Hi Mike. Shark Week is just not the same without you hosting it. It’s fun to hear your voice on all the old shows, but when will we see you again in the water again?
In the words of Johnny Mathis, let’s go with “The 12th of Never.”
The first time I hosted Shark Week I ran out of air sixty feet down and got dragged to the surface by a reporter from TV Guide. The second time I got bit by several Reef Sharks and shook like a tug toy in the process of testing a “shark suit.” The third time, I nearly froze to death in The Arctic Circle while conducting an autopsy on a Greenland Shark. Along the way, I’ve swum with Great Whites in South Africa, cavorted with Tiger Sharks in Durban, tested some dubious “repellant” on a Hammerhead in Bermuda, stuffed and mounted a Gray Shark in Florida, helped a Mako mate in The Bahama’s, and so forth.
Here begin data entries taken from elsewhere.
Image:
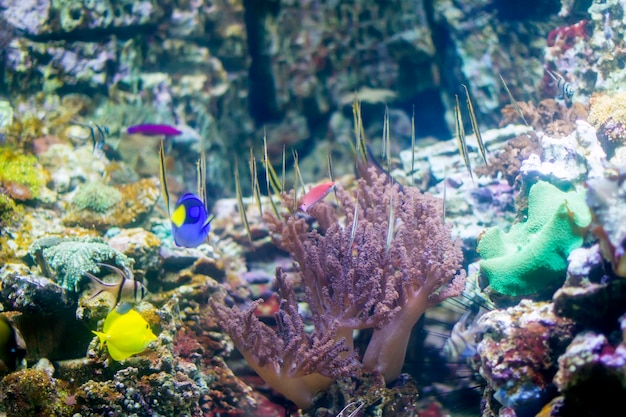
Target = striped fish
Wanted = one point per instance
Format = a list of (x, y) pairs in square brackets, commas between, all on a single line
[(126, 292), (563, 88), (461, 343)]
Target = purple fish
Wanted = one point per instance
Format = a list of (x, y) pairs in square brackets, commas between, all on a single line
[(191, 221), (153, 130)]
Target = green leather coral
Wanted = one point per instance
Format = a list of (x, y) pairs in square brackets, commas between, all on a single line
[(533, 254)]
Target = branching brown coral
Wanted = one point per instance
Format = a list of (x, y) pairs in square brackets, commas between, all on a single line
[(549, 116), (356, 274)]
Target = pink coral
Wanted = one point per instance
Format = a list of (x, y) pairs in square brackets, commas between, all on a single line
[(355, 275)]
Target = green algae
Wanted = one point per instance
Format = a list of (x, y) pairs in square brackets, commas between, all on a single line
[(31, 392), (532, 256), (21, 171)]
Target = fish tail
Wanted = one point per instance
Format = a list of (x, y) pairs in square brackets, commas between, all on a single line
[(101, 337)]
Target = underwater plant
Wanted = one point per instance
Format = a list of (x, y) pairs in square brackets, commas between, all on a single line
[(391, 260), (21, 176), (67, 259)]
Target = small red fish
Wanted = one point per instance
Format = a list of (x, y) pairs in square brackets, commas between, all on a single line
[(153, 130), (315, 194)]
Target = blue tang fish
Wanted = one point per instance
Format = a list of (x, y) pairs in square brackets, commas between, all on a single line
[(190, 219)]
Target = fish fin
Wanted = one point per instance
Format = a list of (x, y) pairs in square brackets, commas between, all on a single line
[(413, 147), (256, 188), (123, 307), (460, 136), (101, 337), (513, 102), (126, 274), (118, 354), (242, 208), (98, 286), (165, 194), (390, 225)]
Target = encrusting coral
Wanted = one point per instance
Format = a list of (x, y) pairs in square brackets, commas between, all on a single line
[(359, 275), (67, 259), (532, 256)]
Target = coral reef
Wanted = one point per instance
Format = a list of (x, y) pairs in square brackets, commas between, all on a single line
[(21, 176), (96, 197), (67, 259), (357, 276), (605, 195), (531, 257), (518, 351), (102, 207), (607, 114)]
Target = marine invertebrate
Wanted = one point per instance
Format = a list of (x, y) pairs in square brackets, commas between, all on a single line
[(125, 334), (66, 259), (532, 256), (566, 36), (32, 392), (363, 274), (137, 200), (21, 176), (518, 351), (7, 210), (96, 197), (606, 197)]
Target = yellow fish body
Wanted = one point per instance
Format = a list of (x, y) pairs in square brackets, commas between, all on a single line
[(125, 334)]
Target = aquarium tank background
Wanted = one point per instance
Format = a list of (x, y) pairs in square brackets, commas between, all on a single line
[(312, 208)]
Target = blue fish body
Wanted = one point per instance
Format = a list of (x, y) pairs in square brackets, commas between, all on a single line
[(190, 221)]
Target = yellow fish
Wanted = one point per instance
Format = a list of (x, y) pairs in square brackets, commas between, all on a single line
[(125, 334)]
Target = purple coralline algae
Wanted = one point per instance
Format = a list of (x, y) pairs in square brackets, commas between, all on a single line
[(591, 375), (364, 277)]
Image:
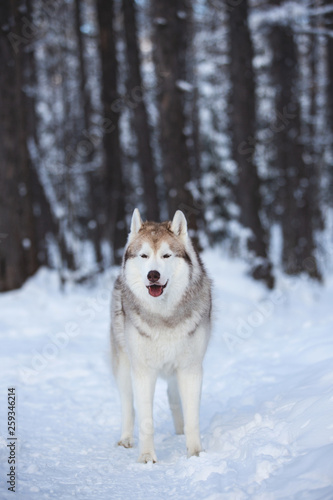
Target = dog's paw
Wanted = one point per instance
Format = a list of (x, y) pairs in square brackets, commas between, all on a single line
[(144, 458), (126, 442), (195, 452)]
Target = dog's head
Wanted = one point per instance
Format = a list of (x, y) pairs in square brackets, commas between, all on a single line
[(158, 259)]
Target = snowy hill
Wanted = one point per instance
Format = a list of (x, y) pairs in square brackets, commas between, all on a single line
[(267, 404)]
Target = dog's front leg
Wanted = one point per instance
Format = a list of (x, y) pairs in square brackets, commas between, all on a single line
[(189, 382), (144, 380)]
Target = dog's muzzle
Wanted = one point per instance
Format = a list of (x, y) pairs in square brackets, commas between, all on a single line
[(156, 290)]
So no, Sharon – I think I’m done with one-on-one shark interaction. In fact, I might suggest the time has come for the network to dedicate a week to some other creature worthy of our collective dread. Ostriches, for instance?
Last year, sixteen people were killed by these ridiculous looking birds – twice the number killed by sharks. Don’t be fooled by their goofy looks. Ostriches are dinosaurs – just like sharks. They stopped evolving a long time ago. They can go from 0 to 45 mph in a few seconds. They can kick with 2,000 pounds of force. Their razor sharp talons can disembowel a man in the blink of an eye, and their breastbones are thick enough to stop a bullet. Plus, they walk around with that crazy, jacked up backward knee-thing popular with aliens and ghouls who crawl across ceilings in bad horror movies. Couple years ago, I saw an ostrich charge into a door that someone left open on an F-150. Tore the thing right off it’s hinges. Ostrich Week – I’m telling you, it’s a ratings grabber, guaranteed.
Or what about snakes? Whenever I got bitten by a snake, ratings went through the roof. Like sharks, snakes come in hundreds of species, live mostly out of sight, and inspire a deep-seated, primal dread. But unlike sharks, the fear inspired by snakes is somewhat justified. Snakes kill over 50,000 people every year, and maim a whole lot more. I know this because I just narrated a video for The World Health Organization, which officially freaked me out. I’m telling you, a snakebite from a cobra or a viper will make you yearn for an encounter with a Great White. Snake Week = Ratings Gold.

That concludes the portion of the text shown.